The way I saw it, I wasn’t the only human canvas that was too broke to purchase expensive lotions and sanitizers; it’s not as if the ink-bearing population of this world is only restricted to the wealthy.

Then a light bulb went off in my head. I figured the key ingredient in a moisturizer was water-based.

Genius!

All I had to do was take as many showers in a day as possible. This way my fresh inked-up skin would never dry out.

Two days later, my housemates complained of cold showers, and I could no longer see the initial doodle of a bird. Instead, in its place was a mutilated lumpy hawk covered in a hard shell of scab.

The bird, which is located on my upper chest, now looked as if it just pooped out my nipple, and in its constipation popped blood vessels all over its body.

In a desperate act of stupidity to make up for not putting costly lotions on my tattoo, I took an even longer shower.

I frantically sprayed the stream of water from the shower directly onto my chest.

After 20 minutes of constant application of H2O, I notice that my bird was looking a little bent out of shape--literally.

I turned off the water and slightly touched my bird, which seemed to be a bit more misshaped than I had remembered.

Suddenly to my surprise, in one intact piece, the tattoo slid off my body.

Close to my feet next to my shower’s drain sat the scab of my tattoo--once on my chest, now on the floor of a bathtub.

This couldn’t be right.

Well, it turns out the scabbing of a tattoo can literally pull up the fresh ink of an unhealed tattoo, and my multiple showers had caused such substantial scabbing that the ink from my tattoo lifted from my body, leaving me with fleshy pink scar tissue in the shape of a once-majestic bird.

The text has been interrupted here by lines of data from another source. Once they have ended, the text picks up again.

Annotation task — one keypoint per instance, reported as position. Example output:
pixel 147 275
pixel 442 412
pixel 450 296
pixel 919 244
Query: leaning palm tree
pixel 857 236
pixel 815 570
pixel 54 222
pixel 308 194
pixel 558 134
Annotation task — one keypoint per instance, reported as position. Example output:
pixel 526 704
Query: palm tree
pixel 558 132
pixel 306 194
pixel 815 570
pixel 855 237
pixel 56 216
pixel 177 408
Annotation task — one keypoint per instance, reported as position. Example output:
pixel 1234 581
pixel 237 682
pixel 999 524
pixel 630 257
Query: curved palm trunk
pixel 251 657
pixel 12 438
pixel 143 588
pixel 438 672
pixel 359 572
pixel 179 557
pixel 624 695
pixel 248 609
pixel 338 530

Three months later, I had my tattoo redone with three times the pain. Fresh scar tissue is not the best medium for tattoo artists to work on.

After feeling this excruciating pain, I made sure to go out and buy myself a nice bottle of baby-ass lotion.

Another couple of months went by, and I finally had a tattoo over raised scar tissue of a bird--a bird that I had doodled as a result of a boring lecture.

A couple years have passed, and I couldn’t be happier with my tattoo.

Granted, it’s not the prettiest thing, nor does it have any great profound life ideology, but nothing prepares me better for my impending day than thinking about my tattoo early in the morning.

It’s a testament to dedication, that nothing merits commitment unless you are willing to work hard to make it worth your time.

The best thing about my tattoo though?

It reminds me that I’m quite the fuck up, but somewhere along the line, no matter how shitty of a situation I get myself into, there are things or people out there that can make things turn out not so bad.

Call it spirituality, call it luck, call it a shaky inked-up tattoo artist with a goatee. I’m just glad that I live in a world that isn’t entirely unforgiving.